Again, this is a fragment, allowing it to be put into an array of requests that are sent as a batch (and replied to as an array/batch as well).

Reference

A reference implementation of agtest is attached to this HIPE and versioned with it. It should act as an oracle for any other implementations.

Drawbacks

  • Building and maintaining this capability will be expensive.
  • What else?

Rationale and alternatives

  • We could have a very limited form of agent interop certification based on written specs and self-attestations of agent developers. This would impose less work on Indy maintainers, but would probably also lead to:
    • Much less true interop.
    • Much fuzzier language about what an agent’s capabilities are.
    • Less commitment to our agent ecosystem, as it would not differentiate itself from competing visions very much.
  • We could ignore this problem entirely, and let interop emerge organically without any formal way to measure it. This would probably sap momentum from the ecosystem and fragment SSI efforts.

Prior art

Unit tests and reference agent codebases have been created already.

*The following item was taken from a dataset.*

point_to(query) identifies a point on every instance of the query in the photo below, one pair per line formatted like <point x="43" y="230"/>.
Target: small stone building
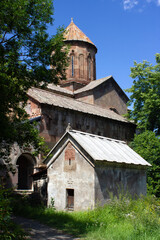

These give ways to learn about compatibility by inspection, study, and automated tests. However, it is not clear which tests and which ref agent features are normative versus incidental.

Unresolved questions

  • What parts of the design do you expect to resolve through the HIPE process before this gets merged?
  • What parts of the design do you expect to resolve through the implementation of this feature before stabilization?
  • What related issues do you consider out of scope for this HIPE that could be addressed in the future independently of the solution that comes out of this HIPE?